Dr. John David Hinze, chief of endoscopic lung surgery and a pulmonary critical care specialist, uses this device in the ICU. He said the ECMO draws blood out of a person, sends it through an artificial heart and lung, and then pumps it back into the person in a rewarmed state. The process removes carbon dioxide and adds oxygen, giving the patient's lungs time to rest. It buys time.
Hinze said the device helped two people in the ICU last week – a woman in her 20s and a girl in her teens. But, he said, there aren’t enough ECMO machines for everybody.

“In fact, our circuits are so limited that we’re really going to only offer it to young pregnant females so we can save two lives instead of one,” Hinze said. “We are not going to offer it to a 35-year-old male. How sad is that? That we’re having to make those kinds of ethical decisions.”

Hinze said the virus is now affecting younger people, including otherwise healthy teenagers. The age range of patients in Ascension Seton's ICU is currently between 19 and 74.

Both doctors emphasized the importance and safety of COVID-19 vaccines.

Ghartey said while pregnant women weren’t included in the initial clinical trials, there is now data on 35,000 women who registered information with the Centers for Disease Control and Prevention. She said that data shows getting a vaccine doesn’t change the risk of pre-term birth or congenital abnormalities in the fetus.
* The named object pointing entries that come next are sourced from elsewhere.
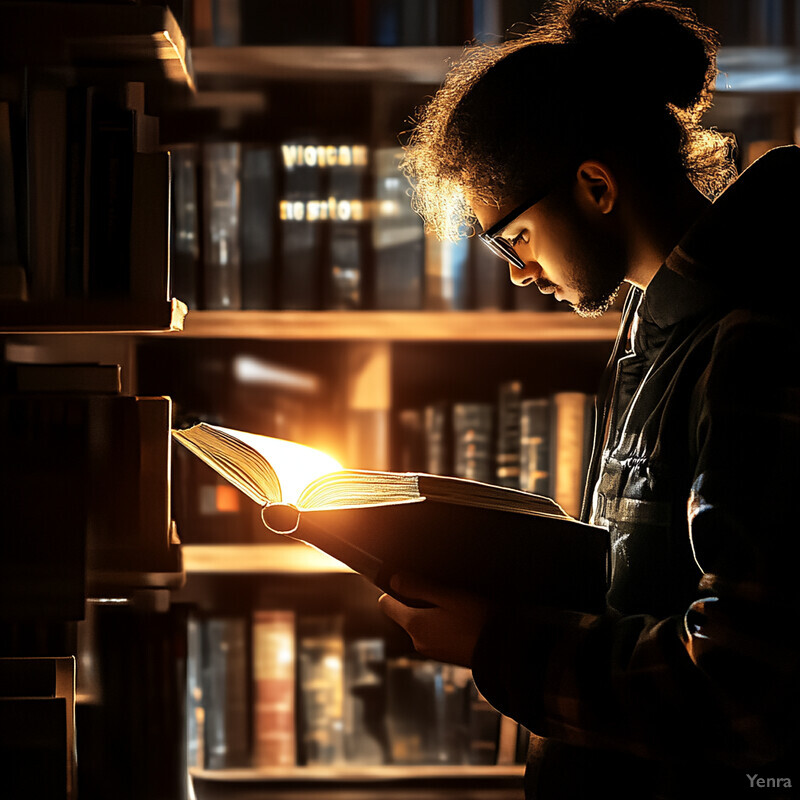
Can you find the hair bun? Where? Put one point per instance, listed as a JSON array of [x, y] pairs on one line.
[[661, 47]]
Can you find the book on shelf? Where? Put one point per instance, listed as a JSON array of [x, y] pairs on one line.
[[398, 239], [365, 701], [83, 378], [226, 701], [274, 686], [257, 226], [473, 429], [570, 431], [38, 754], [300, 232], [509, 402], [321, 695], [446, 274], [534, 452], [465, 534], [222, 279], [185, 225]]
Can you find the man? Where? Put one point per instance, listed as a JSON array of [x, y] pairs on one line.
[[578, 151]]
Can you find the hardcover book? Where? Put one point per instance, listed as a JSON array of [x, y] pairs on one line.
[[465, 534]]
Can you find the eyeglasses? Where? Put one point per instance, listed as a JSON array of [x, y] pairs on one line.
[[502, 247]]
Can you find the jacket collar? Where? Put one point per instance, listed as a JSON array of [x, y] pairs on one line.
[[750, 230]]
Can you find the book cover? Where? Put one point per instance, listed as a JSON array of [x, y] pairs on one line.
[[222, 288], [274, 653], [320, 653], [465, 534]]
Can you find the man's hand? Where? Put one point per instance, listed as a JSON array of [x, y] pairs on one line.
[[448, 631]]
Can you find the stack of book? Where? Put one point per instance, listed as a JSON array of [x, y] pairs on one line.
[[280, 689], [537, 444], [315, 225]]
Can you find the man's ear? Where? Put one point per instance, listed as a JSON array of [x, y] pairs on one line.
[[597, 186]]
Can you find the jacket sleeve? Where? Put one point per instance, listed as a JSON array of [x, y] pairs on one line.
[[718, 679]]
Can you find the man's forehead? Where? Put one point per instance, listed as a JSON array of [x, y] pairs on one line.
[[489, 213]]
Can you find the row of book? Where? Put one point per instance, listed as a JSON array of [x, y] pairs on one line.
[[279, 689], [310, 224], [347, 22], [537, 444], [84, 196]]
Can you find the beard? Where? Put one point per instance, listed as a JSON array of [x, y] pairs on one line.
[[596, 268]]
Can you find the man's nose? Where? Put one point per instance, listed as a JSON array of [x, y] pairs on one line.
[[524, 277]]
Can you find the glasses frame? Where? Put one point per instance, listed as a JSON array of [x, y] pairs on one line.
[[501, 247]]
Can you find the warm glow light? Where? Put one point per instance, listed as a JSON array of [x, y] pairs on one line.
[[295, 464]]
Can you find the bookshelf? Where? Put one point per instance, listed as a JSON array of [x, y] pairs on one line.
[[401, 326]]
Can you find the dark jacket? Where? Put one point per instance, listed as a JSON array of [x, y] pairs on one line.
[[688, 684]]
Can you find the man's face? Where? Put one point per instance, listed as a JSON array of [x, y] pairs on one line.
[[567, 252]]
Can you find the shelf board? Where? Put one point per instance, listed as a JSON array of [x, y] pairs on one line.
[[328, 63], [353, 774], [740, 68], [282, 558], [474, 326], [145, 41], [91, 316]]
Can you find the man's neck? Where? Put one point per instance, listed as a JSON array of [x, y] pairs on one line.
[[656, 231]]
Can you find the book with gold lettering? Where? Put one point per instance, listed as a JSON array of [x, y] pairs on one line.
[[490, 540]]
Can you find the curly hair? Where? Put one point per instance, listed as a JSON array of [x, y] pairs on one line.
[[627, 80]]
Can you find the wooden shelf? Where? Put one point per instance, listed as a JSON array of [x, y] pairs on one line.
[[475, 326], [743, 69], [91, 316], [304, 63], [282, 558], [388, 773], [144, 41]]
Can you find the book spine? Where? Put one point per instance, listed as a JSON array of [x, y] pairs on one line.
[[570, 423], [490, 287], [150, 228], [446, 276], [535, 445], [221, 250], [483, 729], [258, 227], [365, 702], [186, 226], [225, 693], [321, 676], [301, 234], [397, 238], [508, 434], [111, 192], [472, 432], [438, 438], [274, 730], [46, 179], [348, 219]]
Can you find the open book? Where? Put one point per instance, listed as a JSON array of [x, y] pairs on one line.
[[487, 539]]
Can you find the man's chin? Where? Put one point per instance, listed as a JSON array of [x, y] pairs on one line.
[[589, 308]]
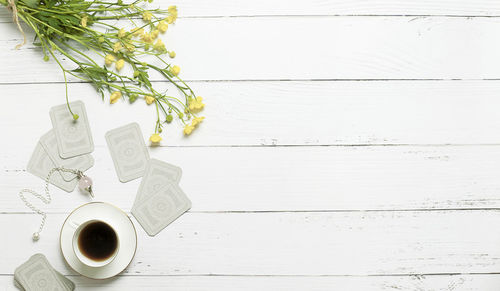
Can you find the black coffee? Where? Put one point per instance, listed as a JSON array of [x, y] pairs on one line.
[[97, 241]]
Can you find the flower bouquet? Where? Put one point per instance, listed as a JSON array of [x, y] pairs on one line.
[[85, 32]]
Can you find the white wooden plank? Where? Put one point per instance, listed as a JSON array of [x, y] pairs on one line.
[[313, 244], [283, 113], [292, 178], [250, 283], [211, 8], [291, 48]]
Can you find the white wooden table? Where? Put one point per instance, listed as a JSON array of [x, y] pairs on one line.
[[348, 145]]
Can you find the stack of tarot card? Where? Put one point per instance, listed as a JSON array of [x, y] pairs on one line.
[[159, 200], [68, 144]]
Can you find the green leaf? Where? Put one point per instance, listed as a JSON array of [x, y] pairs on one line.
[[31, 3]]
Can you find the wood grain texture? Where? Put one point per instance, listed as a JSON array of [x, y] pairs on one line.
[[291, 244], [215, 8], [280, 283], [282, 200], [293, 178], [283, 113], [305, 48]]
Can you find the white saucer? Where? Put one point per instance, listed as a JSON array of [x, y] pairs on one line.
[[118, 220]]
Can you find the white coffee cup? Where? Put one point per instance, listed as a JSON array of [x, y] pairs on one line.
[[79, 253]]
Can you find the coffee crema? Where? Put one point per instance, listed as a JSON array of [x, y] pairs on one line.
[[97, 241]]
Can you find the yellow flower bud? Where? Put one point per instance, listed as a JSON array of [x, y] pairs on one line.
[[83, 21], [121, 33], [130, 47], [119, 64], [163, 26], [175, 70], [147, 37], [170, 19], [154, 33], [188, 129], [117, 46], [155, 138], [109, 59], [147, 16], [115, 96], [149, 99], [137, 31]]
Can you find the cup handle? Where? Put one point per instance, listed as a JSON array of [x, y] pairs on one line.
[[74, 224]]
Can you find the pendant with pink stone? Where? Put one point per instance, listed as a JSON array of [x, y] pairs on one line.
[[85, 184]]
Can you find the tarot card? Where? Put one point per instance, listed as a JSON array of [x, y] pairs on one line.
[[161, 208], [40, 165], [73, 136], [38, 274], [157, 174], [128, 151], [82, 163]]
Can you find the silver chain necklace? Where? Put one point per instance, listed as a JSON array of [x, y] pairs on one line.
[[84, 183]]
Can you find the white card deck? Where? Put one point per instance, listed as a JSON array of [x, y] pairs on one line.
[[40, 165], [157, 174], [38, 274], [161, 208], [73, 136], [82, 163], [128, 151]]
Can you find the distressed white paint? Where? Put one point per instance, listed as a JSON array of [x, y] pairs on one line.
[[419, 214]]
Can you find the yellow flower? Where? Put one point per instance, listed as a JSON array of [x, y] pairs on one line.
[[163, 26], [147, 38], [196, 104], [109, 59], [149, 99], [146, 16], [83, 21], [171, 19], [159, 46], [115, 96], [154, 33], [197, 121], [175, 70], [188, 129], [137, 31], [119, 64], [130, 47], [121, 33], [117, 46], [155, 138]]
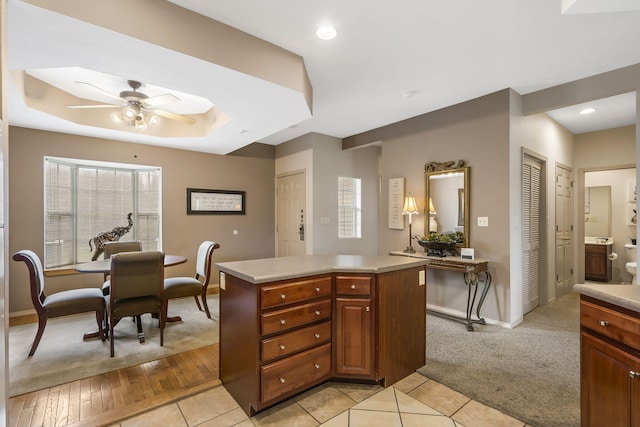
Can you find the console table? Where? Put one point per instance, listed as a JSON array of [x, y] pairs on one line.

She said there is also no evidence to support myths that the vaccines could affect the placenta or the fertility of men or women.

Hinze said the ICU wouldn't be at capacity if people were vaccinated.

“You don’t want to go through what this one patient told me right before I intubated him,” Hinze said. “He said ‘I’m terrified.’ You know how you keep from being terrified? You get the vaccine.”

Travis County Judge Andy Brown, who hosted the event, said doctors and local officials cannot stop urging vaccinations until all the Austin-Travis County ZIP codes and neighborhoods are at 70% to 80% vaccinated.